Google Streetview of 32nd Bienal de São Paolo, 2016

These are admittedly strange experiences, and it’s perhaps because we sense the tension between our real confinement and our virtual freedom to roam these spaces that we don’t like to dwell too long on our encounter with these simulated spaces. There’s something melancholic in roaming these soundless interiors, records of a world that has just disappeared.

But to this art critic, the VR gallery reminds us that art only really means something when it appears in public, in the visible, physical, social world. An artwork isn’t just an isolated object floating in the cold storage of a collector’s inventory – it’s an event made by an artist, framed by dealers and curators and others, and eventually seen by a public. And, while we might find ourselves fiddling clumsily with the mouse controls or bumping into the curators’ pop-up notes (these platforms will have to improve, for sure), the VR gallery show allows us to sidestep the mediation of PR agencies, the publicity departments of big institutions, the influence of powerful curators (and yes, even the recommendations of critics).
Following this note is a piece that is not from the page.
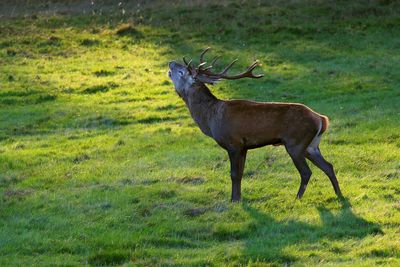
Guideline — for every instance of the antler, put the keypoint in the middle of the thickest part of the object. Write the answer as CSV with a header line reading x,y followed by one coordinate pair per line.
x,y
204,74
Rather than take their word that something is good without seeing it for oneself, we can drop straight into a building thousands of miles away; whether it’s a smaller gallery hosting weirdly intricate, playfully neurotic shows such as Freight+Volume’s Pungent Dystopia in New York, or a ‘blue-chip’ gallery show such as Goodman Gallery’s sombre reflection on the politics of visibility and invisibility, How to Disappearat its space in Johannesburg.

Mounir Fatmi, Black Screens – The Rectangle, 2004–2020 (installation view, Goodman Gallery, Johannesburg). Via Matterport. Courtesy Goodman Gallery, Johannesburg, Cape Town & London

Rather than the frictionless proximity of another webpage viewing room, or an artist’s Vimeo channel, or even an art-magazine article, all of which we view while stuck inside – apprehensive, bored, worried, angry – the VR gallery show reminds us that public space is precious, our freedom to be in it not to be taken for granted. The art venue may be a contradicted intersection of commercialism and exclusivity, but it’s also one of the many spaces to gather that we’ve just lost. There’s a strange, sad irony in the fact that in the last years, the artworld has torn itself apart over what should be shown, or who should be allowed to occupy the gallery space, or whether one group of artists is over represented or another underrepresented. Now nobody gets to show, and everyone suffers, since the public space that was once hotly contested no longer exists. If nothing else, the VR show pushes us to think imaginatively about the kinds spaces we might want to create once the lockdowns unravel, and the value of the freedom implied by being able to occupy space, gather there and do as we wish. And of allowing others the same liberty. For the next few weeks I’m looking forward to reviewing some of these shows. In the meantime, I’ve still to order my VR goggles. It’s more real in 3D, right?